Jones expressed similar thoughts, hoping that this anniversary spurs people to support their local, queer institutions.
"I remember when I first got to San Francisco in 1973 and picked up the B.A.R. It was just a bar rag, mostly gossip about the Imperial Court and the bars. There were four times as many bars as today and very little else in the way of cultural infrastructure" Jones said. "Reflecting on this, I'm struck by how few institutions are around after 50 years. When we look at COVID, we can see how fragile these institutions can be."
Yamashita said the paper's start helped bring the community together.
"We were creating our own institutions, to tell the news from our own point of view," Yamashita added. "Until even 15 years ago, we were having trouble as a gay community press having to prove our credibility, even with LGBTQ journalists in the mainstream publications. So there were groups that didn't allow us to even become members. Even in our own field, we weren't taken seriously until recently."

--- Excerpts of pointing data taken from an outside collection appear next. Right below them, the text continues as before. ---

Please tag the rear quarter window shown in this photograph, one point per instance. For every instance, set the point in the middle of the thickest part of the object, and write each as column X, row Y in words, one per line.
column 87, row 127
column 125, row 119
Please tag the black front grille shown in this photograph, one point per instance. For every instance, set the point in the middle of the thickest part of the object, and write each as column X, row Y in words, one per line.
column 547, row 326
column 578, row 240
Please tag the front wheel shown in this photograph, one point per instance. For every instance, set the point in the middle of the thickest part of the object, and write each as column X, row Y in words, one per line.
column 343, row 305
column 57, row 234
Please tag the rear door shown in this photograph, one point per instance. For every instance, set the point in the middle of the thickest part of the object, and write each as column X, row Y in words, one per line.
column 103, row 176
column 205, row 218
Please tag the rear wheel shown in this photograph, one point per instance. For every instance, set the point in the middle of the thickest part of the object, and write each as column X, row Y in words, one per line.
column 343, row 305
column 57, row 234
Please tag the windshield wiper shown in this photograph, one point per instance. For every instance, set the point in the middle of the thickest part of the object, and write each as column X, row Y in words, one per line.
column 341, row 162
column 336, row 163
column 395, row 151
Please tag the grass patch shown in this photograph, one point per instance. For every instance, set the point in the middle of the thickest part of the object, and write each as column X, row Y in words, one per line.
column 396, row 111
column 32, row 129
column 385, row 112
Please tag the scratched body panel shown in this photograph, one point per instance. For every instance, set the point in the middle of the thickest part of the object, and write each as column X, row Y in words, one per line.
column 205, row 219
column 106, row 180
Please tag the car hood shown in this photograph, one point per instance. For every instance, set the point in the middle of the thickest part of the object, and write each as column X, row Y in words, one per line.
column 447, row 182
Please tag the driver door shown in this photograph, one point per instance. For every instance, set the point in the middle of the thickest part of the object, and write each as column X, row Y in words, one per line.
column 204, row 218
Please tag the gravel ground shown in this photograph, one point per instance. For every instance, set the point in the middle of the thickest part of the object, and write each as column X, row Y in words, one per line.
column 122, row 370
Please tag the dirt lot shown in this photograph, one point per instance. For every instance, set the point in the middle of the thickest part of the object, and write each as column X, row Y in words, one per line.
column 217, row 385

Yamashita is proud of his paper's golden anniversary, the respect and trust it has garnered in the community, but most of all how its reporters and editors tell the story of the LGBTQ community from the perspective as LGBTQ people themselves.
And sometimes on Thursday afternoons, as the clouds roll in over the Twin Peaks, you can see Yamashita biking up Market Street from the other direction, delivering issues to kiosks, without fanfare.
"If I'm doing my job, nobody knows what I'm doing," he said.
Updated, 4/5/21: This article has been updated to include a comment from former state legislator Carole Migden.